Canon R5 and RF 15-35mm Lens Visit Cracked Eggs, Bisti/De-Na-Zin Wilderness Area

The Cracked Eggs (or Alien Egg Hatchery) rock formations about 2 miles into Bisti Badlands, De-Na-Zin Wilderness Area are an intriguing subject.

This scene called for the classic use of a wide-angle focal length. Move in close to render the foremost egg large while keeping nearly the entire hatchery and a significant amount of interesting background in the frame. This lens can go significantly wider, but 22mm seemed the right choice for the background details inclusion.

Selecting the camera height is typically a necessary consideration for landscape photography. In this case, a high position provided separation of the foreground cracked egg and the one behind it. This position also showed the number of cracked eggs vs. having foreground eggs obscuring them.

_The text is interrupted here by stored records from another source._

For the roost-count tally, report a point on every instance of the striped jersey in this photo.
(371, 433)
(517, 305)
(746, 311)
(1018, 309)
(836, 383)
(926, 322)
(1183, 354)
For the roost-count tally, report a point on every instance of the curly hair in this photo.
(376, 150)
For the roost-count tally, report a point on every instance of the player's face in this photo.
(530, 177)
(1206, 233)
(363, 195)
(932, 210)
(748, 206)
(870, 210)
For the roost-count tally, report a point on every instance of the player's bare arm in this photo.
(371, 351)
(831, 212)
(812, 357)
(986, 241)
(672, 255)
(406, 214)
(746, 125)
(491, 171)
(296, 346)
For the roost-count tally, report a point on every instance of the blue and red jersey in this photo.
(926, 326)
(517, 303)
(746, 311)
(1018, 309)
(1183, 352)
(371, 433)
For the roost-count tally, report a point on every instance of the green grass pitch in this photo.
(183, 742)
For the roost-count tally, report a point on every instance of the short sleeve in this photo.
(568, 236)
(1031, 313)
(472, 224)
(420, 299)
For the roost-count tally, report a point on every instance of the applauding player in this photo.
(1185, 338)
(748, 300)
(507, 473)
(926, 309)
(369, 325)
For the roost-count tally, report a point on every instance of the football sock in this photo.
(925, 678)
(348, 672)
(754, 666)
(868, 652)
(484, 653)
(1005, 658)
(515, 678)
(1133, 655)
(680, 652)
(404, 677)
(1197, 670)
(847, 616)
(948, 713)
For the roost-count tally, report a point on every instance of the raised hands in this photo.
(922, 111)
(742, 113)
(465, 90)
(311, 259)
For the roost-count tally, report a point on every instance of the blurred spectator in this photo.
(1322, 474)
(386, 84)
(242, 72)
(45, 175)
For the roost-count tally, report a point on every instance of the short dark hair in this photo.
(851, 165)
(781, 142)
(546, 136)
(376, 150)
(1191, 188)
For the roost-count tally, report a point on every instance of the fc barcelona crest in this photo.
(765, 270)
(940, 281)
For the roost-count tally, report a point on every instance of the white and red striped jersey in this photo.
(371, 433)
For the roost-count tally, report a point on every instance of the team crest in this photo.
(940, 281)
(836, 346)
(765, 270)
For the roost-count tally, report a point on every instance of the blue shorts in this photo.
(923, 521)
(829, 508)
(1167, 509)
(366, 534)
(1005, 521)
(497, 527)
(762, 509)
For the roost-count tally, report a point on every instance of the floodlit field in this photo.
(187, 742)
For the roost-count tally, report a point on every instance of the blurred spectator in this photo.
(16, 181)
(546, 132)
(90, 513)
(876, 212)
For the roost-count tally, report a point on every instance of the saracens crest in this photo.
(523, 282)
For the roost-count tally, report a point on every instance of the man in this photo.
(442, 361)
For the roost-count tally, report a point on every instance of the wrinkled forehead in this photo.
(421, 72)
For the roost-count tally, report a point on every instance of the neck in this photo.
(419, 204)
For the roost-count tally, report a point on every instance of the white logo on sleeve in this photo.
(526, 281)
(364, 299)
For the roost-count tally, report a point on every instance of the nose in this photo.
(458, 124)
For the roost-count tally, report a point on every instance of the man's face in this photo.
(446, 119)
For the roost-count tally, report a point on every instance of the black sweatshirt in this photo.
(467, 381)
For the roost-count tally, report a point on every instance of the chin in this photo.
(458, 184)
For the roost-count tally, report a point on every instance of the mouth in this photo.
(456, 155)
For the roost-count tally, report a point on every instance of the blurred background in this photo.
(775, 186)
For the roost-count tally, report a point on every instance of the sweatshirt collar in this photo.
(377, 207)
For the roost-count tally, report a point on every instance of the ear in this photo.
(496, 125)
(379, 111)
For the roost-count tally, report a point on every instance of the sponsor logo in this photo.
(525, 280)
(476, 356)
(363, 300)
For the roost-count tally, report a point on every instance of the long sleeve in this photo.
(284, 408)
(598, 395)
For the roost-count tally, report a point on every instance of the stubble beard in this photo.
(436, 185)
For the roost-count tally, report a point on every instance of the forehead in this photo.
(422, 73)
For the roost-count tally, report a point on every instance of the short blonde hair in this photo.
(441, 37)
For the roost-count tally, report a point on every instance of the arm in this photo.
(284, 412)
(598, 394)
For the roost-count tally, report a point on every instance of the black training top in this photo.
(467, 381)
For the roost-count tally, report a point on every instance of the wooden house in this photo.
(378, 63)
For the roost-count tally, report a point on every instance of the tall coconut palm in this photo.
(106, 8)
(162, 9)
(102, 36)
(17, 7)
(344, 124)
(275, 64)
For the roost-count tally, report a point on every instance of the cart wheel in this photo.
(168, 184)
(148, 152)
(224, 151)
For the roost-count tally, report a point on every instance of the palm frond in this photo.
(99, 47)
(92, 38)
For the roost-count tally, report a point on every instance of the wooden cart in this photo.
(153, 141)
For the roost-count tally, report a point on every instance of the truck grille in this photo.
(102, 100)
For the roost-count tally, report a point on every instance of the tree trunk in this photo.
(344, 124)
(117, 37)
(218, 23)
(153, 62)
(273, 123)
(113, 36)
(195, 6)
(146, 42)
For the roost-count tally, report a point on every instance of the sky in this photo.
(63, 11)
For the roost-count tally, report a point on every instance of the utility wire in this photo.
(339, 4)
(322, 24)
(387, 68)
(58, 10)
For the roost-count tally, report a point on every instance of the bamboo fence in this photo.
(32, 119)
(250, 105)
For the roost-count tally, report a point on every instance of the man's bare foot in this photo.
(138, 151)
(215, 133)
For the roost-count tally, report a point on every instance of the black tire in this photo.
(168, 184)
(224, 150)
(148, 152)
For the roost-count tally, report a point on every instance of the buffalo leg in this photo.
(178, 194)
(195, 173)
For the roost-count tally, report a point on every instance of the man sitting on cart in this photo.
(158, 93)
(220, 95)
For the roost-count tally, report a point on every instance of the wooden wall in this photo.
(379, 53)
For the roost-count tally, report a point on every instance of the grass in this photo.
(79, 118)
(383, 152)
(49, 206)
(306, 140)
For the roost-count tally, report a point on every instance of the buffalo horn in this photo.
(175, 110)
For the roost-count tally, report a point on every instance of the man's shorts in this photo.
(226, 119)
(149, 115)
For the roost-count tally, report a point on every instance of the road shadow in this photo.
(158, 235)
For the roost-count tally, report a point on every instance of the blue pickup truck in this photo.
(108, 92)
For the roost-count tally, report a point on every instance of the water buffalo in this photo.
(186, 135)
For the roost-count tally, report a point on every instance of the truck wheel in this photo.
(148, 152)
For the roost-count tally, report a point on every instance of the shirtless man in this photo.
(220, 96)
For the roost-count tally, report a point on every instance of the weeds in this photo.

Scouting showed that this scene would look great at sunset, and that timing was the photographic plan implemented. As is often the case, the light was best immediately before the scene went into shadows, the optimal (warmest) light only lasted for a few minutes, and the images shot before the best light are seldom seen by anyone else.

Immediately before the eggs went into shadows, I flipped the camera to vertical orientation (Cracked Eggs at Sunset) (an L-bracket makes this change fast and holds the same alignment) to capture a variation. When the eggs went into shadows (Cracked Eggs in Sunset Shade, they were evenly illuminated, and the glowing canyon walls in the background remained attractive.